The flashbacks fill us in on the salient details: Shooter was aptly named, and his skills with a gun land him a job with a crew hired to protect stagecoach valuables. The dangerous job paid $500 for three months’ work—big money back then—which also makes marrying his feisty sweetheart, Josie Hayes (Alexandra DeBerry) and starting a life together worth the risk. After they’re married, he gains extra motivation for one last trip with the crew when he learns his wife is pregnant. But one last job/trip/robbery never seems to go as planned in the movies, and Shooter learns that protecting the stagecoach (filled with $200,000 in gold) isn’t all that it’s cracked up to be. He finds himself suddenly at odds with former allies, double-crossed by his crew, freshly minus two guys he’s falsely accused of killing.
Tommy may be young, but he’s sharp and asks the right questions—namely, how does Sam know so much about Shooter, who was notoriously private? And what happened to the stagecoach money Shooter was supposed to help protect? Even Susan senses there’s more to Sam dropping into her and Tommy’s life at the right time. “I can’t put my finger on it,” she tells Sam, “but I feel like we’ve met before.”
We won’t tell you the answers here, but viewers paying careful attention will discover that they come at just the right intervals to keep the story interesting and moving at a steady pace.
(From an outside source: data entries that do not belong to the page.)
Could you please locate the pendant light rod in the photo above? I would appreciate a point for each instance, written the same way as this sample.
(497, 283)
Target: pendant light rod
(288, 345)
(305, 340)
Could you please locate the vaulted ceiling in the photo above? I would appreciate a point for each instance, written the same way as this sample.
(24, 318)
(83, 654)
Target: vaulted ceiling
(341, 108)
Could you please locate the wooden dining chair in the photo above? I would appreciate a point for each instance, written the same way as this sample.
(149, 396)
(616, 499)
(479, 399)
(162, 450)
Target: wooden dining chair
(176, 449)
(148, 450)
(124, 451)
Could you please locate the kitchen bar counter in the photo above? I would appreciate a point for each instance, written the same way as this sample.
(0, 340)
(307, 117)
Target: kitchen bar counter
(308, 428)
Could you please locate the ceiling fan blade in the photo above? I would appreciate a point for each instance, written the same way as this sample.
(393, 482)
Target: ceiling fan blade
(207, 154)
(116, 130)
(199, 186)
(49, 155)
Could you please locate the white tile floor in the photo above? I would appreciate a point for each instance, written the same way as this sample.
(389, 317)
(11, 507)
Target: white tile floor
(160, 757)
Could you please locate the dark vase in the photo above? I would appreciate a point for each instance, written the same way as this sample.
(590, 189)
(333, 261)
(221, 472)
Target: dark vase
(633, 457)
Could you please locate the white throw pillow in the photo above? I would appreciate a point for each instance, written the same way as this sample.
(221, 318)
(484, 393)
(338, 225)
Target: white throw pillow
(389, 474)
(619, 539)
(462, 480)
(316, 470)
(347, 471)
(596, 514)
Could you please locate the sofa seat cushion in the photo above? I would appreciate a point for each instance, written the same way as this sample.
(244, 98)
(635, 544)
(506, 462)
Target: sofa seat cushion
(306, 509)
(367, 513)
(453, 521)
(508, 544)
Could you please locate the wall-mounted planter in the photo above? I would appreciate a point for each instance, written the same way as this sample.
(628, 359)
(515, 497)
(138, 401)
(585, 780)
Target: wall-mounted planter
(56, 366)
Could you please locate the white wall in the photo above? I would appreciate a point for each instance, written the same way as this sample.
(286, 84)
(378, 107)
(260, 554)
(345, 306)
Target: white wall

Tommy learns what the movie attempts to teach its viewers: there’s value in keeping your word and protecting your family. Do those two things and, as Sam tells Susan, he’s “a firm believer that things have a way of working themselves out.” The script also has a way of working itself out and thus, The Legend of 5 Mile Cave merits the Dove-Approved Seal for All Ages.
The Dove Take:
A family-friendly Western that’s almost an anti-Western, in that it doesn’t rely overmuch on gun play or fistfights, it doesn’t twist history to make bad guys out of Indians, and it doesn’t make helpless damsels in distress out of strong female characters.